A Stone In Heaven, XI.
"'He's sending for people to take us prisoner -'
"[Yewwl] got no chance to explain that surrender was the single sensible course. Skogda howled and sprang." (p. 154)
How often does that happen? Premature interruption. Probably we have all experienced it. When I tried to tell a fellow student, "If you are criticizing me for taking so long to do that job, that's ok," I got as far as "If you are criticizing me..." and was interrupted by her shouting, "NO! I am NOT criticizing you!" What was she doing then? Although I thought that criticism was part of training, I found that the word "criticize" was highly charged among trainee careers advisers (verbal communicators).
I am both fascinated and frustrated by the ways in which verbal communication can fail and premature interruption is a classic example. Novelists ought to convey more accurately just how chaotic real conversations can be. People speak across each other, interrupt themselves and utter phrases like "Is the thing on the thing?" (I heard this a few evenings ago.) Communication works to the extent that it does because it is necessary for survival.
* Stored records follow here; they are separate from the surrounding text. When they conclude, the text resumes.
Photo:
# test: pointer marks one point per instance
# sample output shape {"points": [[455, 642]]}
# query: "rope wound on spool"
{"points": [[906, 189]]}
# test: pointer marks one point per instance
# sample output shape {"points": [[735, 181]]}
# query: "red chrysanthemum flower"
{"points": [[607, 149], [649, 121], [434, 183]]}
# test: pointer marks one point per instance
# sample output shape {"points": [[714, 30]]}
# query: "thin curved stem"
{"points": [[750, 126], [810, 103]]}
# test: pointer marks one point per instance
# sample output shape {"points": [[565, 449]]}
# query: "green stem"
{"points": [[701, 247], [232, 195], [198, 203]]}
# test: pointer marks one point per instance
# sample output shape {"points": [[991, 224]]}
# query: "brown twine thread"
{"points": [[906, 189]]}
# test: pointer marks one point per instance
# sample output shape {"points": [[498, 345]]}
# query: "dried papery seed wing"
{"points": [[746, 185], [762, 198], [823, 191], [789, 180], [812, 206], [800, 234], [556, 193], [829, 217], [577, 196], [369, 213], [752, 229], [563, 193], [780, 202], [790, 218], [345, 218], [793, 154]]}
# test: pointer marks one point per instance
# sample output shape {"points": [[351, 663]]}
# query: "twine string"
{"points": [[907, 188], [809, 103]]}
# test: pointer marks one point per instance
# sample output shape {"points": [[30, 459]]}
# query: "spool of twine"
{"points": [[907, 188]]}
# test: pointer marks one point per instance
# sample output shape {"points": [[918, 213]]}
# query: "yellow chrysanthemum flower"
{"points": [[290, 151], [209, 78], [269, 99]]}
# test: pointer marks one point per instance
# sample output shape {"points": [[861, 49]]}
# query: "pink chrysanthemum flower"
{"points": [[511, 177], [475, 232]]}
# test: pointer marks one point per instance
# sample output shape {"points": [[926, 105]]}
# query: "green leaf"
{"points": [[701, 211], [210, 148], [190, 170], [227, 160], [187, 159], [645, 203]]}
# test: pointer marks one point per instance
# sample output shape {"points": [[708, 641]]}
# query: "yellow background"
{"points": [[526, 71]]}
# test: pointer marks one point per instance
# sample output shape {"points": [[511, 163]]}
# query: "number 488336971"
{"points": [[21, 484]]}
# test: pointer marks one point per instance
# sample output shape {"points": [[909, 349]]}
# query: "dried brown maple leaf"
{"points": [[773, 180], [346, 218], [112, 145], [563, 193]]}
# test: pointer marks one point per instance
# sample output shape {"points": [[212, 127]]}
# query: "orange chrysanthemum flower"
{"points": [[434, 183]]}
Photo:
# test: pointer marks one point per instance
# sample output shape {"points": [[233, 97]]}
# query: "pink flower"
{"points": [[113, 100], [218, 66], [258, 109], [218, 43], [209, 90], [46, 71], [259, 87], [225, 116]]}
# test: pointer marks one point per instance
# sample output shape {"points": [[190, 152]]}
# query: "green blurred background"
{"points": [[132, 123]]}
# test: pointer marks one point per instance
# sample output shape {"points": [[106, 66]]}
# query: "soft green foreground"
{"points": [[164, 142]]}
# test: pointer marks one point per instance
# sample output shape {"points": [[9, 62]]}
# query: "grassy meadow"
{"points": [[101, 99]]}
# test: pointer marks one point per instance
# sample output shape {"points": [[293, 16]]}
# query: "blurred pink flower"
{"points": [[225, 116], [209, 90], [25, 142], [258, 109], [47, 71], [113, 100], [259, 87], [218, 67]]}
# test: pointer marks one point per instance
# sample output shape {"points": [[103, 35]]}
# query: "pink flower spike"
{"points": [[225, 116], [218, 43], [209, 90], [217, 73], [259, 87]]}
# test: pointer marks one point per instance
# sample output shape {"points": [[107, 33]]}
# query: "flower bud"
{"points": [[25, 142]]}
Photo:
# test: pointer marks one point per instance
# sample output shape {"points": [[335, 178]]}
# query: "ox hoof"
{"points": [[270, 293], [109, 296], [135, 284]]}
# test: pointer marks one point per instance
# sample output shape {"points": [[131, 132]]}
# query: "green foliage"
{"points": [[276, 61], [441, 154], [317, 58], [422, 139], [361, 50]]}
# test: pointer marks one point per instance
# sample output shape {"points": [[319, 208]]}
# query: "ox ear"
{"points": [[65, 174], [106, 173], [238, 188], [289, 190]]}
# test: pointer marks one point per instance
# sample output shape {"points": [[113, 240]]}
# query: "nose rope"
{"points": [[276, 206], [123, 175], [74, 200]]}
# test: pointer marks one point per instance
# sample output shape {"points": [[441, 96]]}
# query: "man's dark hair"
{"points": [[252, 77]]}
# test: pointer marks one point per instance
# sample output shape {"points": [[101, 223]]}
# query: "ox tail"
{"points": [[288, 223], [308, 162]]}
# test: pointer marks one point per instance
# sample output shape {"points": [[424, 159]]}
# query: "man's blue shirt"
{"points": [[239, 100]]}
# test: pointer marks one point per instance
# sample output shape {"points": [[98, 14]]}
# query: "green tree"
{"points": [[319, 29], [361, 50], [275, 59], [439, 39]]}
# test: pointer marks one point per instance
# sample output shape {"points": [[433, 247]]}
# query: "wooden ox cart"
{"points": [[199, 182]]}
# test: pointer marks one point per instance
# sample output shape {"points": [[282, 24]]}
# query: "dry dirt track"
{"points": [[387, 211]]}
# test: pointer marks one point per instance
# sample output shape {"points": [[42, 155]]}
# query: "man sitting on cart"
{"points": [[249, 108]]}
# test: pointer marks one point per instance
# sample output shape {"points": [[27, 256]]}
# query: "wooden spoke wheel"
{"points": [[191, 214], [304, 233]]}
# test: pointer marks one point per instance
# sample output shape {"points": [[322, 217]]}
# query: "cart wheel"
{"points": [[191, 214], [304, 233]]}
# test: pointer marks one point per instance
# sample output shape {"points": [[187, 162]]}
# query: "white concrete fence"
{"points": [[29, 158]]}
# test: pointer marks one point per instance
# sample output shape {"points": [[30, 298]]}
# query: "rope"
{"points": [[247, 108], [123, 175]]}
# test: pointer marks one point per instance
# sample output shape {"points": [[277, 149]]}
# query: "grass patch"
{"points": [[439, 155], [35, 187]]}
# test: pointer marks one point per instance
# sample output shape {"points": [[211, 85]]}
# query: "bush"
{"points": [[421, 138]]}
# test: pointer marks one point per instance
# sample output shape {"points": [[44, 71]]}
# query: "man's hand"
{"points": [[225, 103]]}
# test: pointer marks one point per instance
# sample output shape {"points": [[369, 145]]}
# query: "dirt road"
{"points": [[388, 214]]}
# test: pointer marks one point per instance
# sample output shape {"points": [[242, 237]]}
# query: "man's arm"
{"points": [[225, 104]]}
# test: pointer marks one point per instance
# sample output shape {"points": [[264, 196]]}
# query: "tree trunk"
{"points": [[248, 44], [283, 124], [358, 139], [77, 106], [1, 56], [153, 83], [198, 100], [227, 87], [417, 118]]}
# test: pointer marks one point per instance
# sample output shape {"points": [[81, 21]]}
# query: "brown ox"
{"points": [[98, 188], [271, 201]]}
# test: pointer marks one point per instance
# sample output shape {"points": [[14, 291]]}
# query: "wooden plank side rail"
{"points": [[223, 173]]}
Without it, there would be no human society and thus no self-conscious individuals.
1 comment:
Kaor, Paul!
I see your point, but I don't think it would be practical for novelists to do more than give short samples of how chaotic real world conversations can be in their stories. Too much of that kind of realism would make them too boring and tedious to read. An idea I first came across in one of Dorothy L. Sayers mysteries.